Derived::Derived(): # complete object constructor
 	movq %rdi, %rbx # stores this
  leaq 40(%rdi), %rdi # adjsut this to subobject VBase
  call VBase::VBase()
  movl $VTT for Derived+8, %esi # stores pointer to vtable_for_Base1_in_Derived to %rsi
  call Base1::Base1()
  leaq 16(%rbx), %rdi # adjust this to subobject Base2
  movl $VTT for Derived+24, %esi # stores pointer to vtable_for_Base2_in_Derived to %rsi
  call Base2::Base2()
  movq $vtable for Derived+24, (%rbx) # this->vptr = &vtable_for_Derived + 24; // vptr shared by Derived and Base1
  movq $vtable for Derived+96, 40(%rbx) # this->vptr + 40 = &vtable_for_Derived + 96; // vptr for virtual base VBase
  movq $vtable for Derived+64, 16(%rbx) # this->vptr + 16 = &vtable_for_Derived + 64; // vptr owned by Base2

The last three lines are easy to understand.

The interesting part here is storing the value of pointers of VTT into register %rsi. %rsi is not directly used in Derived::Derived, but in the base object constructor Base1::Base1 (and Base2::Base2).

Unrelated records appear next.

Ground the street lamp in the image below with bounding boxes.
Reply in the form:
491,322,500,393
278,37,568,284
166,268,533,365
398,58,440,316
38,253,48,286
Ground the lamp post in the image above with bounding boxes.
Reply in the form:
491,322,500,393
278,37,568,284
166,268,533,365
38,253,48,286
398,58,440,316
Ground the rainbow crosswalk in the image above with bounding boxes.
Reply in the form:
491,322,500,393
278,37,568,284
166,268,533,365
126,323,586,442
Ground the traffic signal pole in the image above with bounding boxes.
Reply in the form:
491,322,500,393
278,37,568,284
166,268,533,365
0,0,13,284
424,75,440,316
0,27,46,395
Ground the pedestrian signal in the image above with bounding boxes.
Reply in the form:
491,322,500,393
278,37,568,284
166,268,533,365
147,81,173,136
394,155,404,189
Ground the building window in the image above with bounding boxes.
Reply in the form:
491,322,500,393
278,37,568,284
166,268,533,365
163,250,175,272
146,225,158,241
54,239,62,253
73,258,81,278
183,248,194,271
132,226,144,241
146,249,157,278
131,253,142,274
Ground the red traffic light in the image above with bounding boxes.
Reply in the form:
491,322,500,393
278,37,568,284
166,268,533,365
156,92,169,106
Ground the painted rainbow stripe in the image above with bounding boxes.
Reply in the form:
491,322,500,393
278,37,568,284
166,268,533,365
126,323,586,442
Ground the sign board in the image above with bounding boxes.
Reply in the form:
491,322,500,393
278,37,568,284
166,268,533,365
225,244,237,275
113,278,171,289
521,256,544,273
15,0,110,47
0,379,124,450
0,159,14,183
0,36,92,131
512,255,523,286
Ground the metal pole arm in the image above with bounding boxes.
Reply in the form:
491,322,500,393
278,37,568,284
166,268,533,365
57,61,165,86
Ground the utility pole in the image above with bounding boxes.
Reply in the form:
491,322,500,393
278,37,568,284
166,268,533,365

For Base1’s constructor, it deems %rsi as a hidden argument that stores its virtual table! It knows I can set my vptr to the right place from %rsi. In Base1::Base1, the first pointer to the construction vtable for Base1-in-Derived is assigned to (%rdi), i.e. the Base1’s self vptr. And then, the virtual base offset is fetched through movq -24(%rax), since the compiler already knows the vbase offset is 24 bytes above the address point((%rax)). The second vptr, the one for VBase, is set afterward.

This explains why VTT should exist. Since all address points are known at compile-time, the compiler of course can simply replace the indirect access through VTT to the concrete offset to their corresponding virtual tables. The advantage of VTT is under different inheritance hierarchies, no matter what Base1 in, Base1-in-A or Base1-in-B, they can share the same base object constructor Base1::Base1, owing to the continuous layout of VTT! All that’s known is %rsi stores the correct address point.

Summary

In this post, I’ve covered how an object is constructed and how VTT works. The design of VTT is a trade-off between some extra instructions and the explosion of code size. It seems common practice to reduce the whole code size with some extra instruction cost for better L1i cache hit, like the thunk design.